# Decatur sportsman club



## matthewsman (Dec 17, 2006)

Anybody on here hunt the Decatur Sportsman Club adjoing CE?Is that Y'all Jasper and Southpaw draw?


----------



## SouthPaw Draw (Dec 18, 2006)

matthewsman said:


> Anybody on here hunt the Decatur Sportsman Club adjoing CE?Is that Y'all Jasper and Southpaw draw?




That's not us. We are on Murder Creek Rd.
Where is this club located you are talking about?


----------



## Jasper (Dec 18, 2006)

matthewsman said:


> Anybody on here hunt the Decatur Sportsman Club adjoing CE?Is that Y'all Jasper and Southpaw draw?

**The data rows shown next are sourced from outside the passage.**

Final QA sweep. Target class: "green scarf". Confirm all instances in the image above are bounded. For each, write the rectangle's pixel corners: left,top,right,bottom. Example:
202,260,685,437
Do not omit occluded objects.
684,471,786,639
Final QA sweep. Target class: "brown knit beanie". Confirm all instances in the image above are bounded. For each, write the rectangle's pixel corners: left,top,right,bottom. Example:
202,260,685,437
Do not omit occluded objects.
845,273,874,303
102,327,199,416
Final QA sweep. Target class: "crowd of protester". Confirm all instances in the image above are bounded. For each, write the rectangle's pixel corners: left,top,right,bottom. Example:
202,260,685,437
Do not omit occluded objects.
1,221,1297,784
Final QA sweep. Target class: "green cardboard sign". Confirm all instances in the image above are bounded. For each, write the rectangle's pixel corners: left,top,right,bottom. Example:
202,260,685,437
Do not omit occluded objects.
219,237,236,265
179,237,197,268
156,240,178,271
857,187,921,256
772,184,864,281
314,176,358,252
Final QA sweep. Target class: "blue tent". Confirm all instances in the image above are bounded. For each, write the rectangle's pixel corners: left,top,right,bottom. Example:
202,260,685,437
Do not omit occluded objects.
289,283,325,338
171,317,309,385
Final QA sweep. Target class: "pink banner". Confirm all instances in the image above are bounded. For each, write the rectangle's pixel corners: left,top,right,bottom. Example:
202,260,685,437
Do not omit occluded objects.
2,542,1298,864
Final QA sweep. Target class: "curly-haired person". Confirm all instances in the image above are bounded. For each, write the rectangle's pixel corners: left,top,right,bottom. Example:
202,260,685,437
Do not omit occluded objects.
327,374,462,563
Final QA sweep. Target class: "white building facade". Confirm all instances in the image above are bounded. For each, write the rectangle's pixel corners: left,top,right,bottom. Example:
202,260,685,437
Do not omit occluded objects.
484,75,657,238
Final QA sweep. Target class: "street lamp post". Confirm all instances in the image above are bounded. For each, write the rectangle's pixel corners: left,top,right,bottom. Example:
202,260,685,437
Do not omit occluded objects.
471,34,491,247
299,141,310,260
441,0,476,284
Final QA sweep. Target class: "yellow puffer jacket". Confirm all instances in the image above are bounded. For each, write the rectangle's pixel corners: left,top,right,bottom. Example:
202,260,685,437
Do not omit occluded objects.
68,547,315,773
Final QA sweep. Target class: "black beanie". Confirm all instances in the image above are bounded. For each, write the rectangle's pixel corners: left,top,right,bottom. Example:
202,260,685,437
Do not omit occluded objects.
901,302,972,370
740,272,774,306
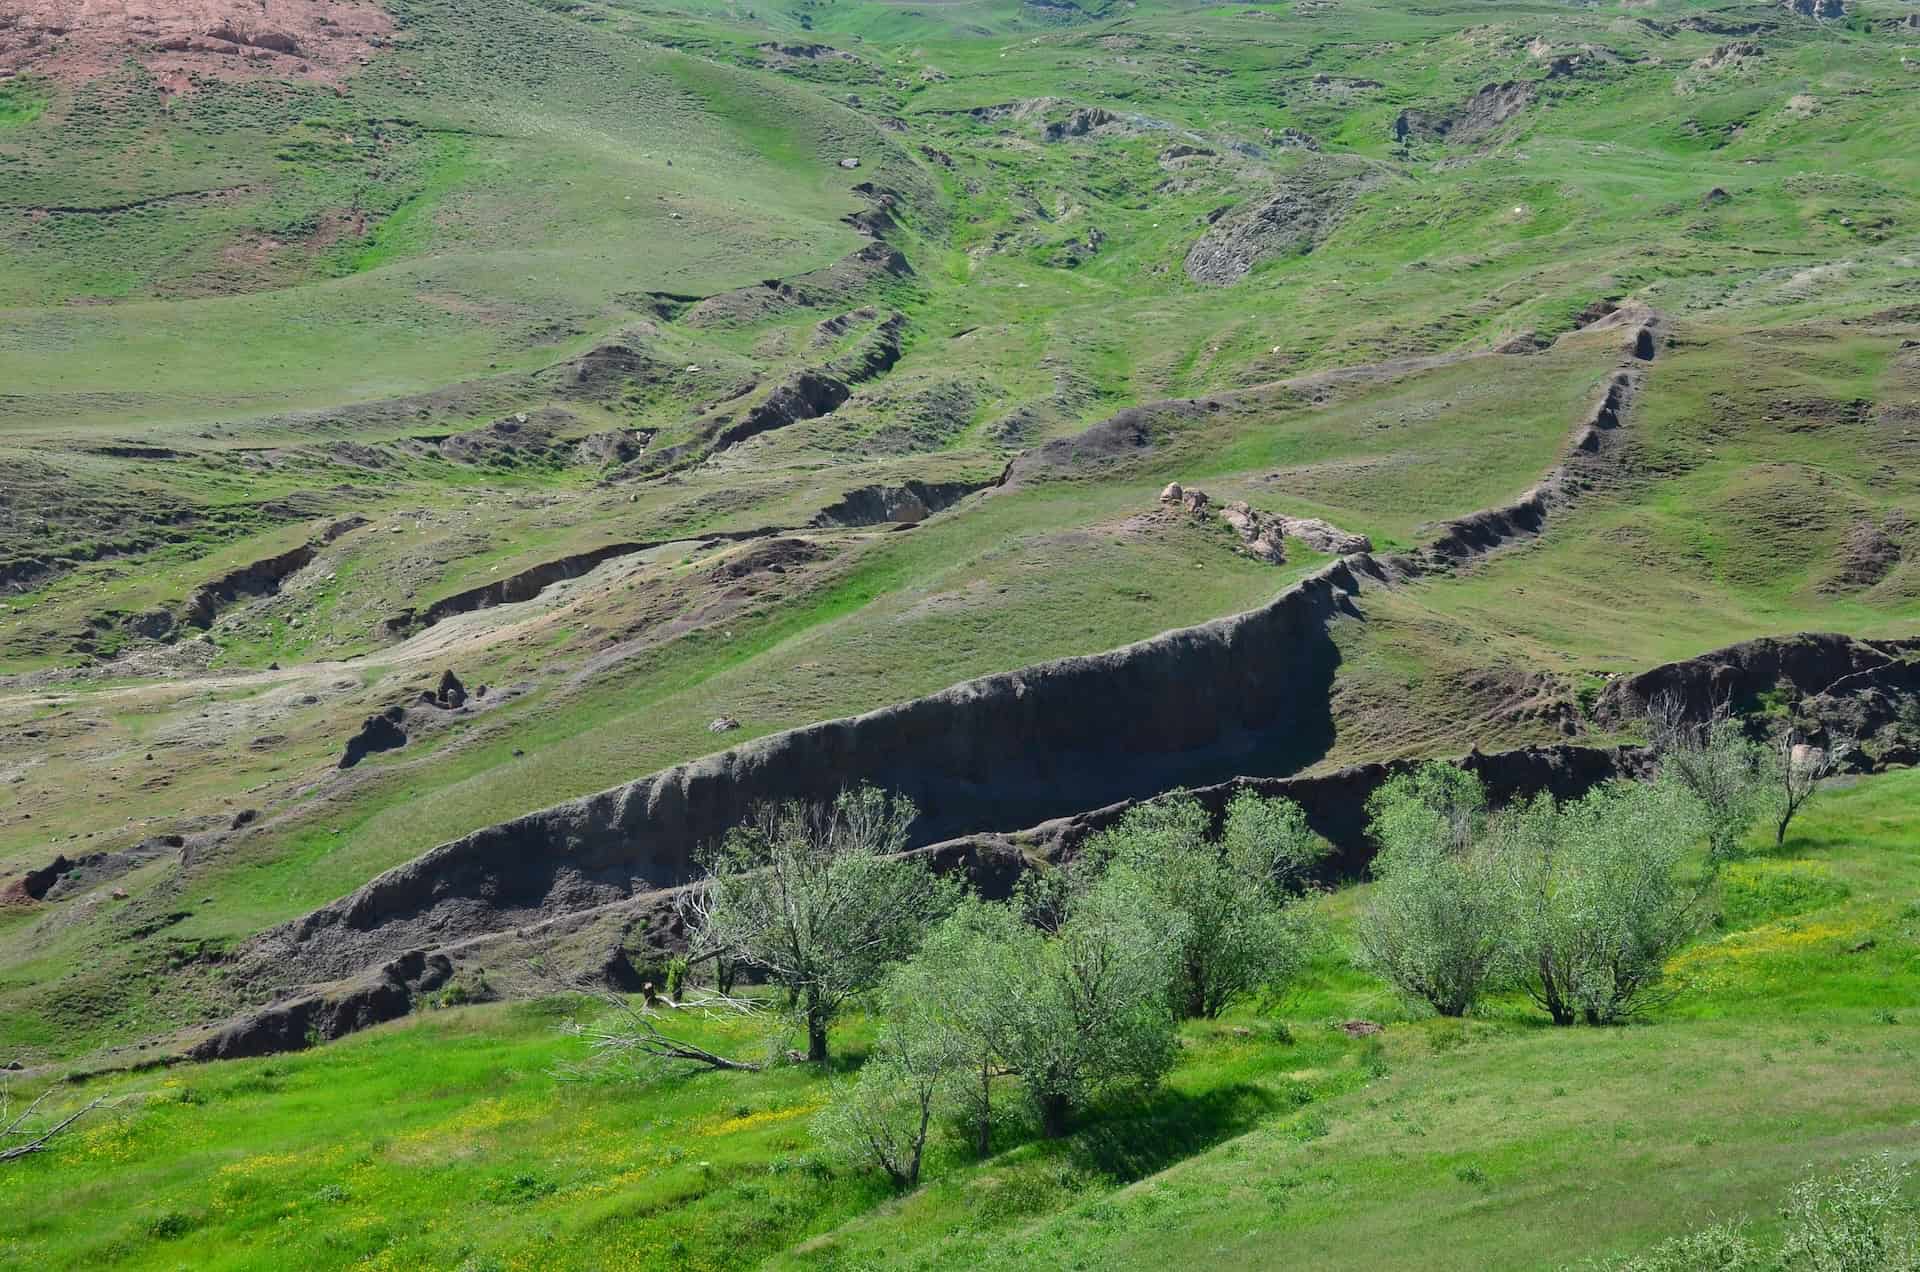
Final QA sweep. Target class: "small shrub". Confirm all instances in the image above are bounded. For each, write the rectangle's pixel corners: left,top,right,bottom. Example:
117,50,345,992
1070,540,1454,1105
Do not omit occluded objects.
1778,1153,1917,1271
485,1171,557,1204
146,1211,200,1240
1586,1219,1760,1271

No, not me Donnie. What do you know about it?


----------



## matthewsman (Dec 18, 2006)

*thanks guys*

I was hunting near the property line on it for the Adult/child hunt...There was a littl e pig sign on the creek near there and plenty of turkey sign too....I thought if it was reasonable and some folks could give me some info on it worth hearing,I would see about trying to get in....It's so covienient for us to get down there,but the hunting is so limited on the wma.....

We were just riding and looking,and they had their name on the club so we thought we'd ask.....

John, I was thinking you and SPD were on the same lease down there and was curious if that was it..

SPD,is that the land that was clear-cut in the last two years with the shootin' houses in the cuts?..


----------



## SouthPaw Draw (Dec 18, 2006)

No our land is directly across the road from the property that has been clear cut. We have 250 acres that is bordered on 2 sides by the WMA.


----------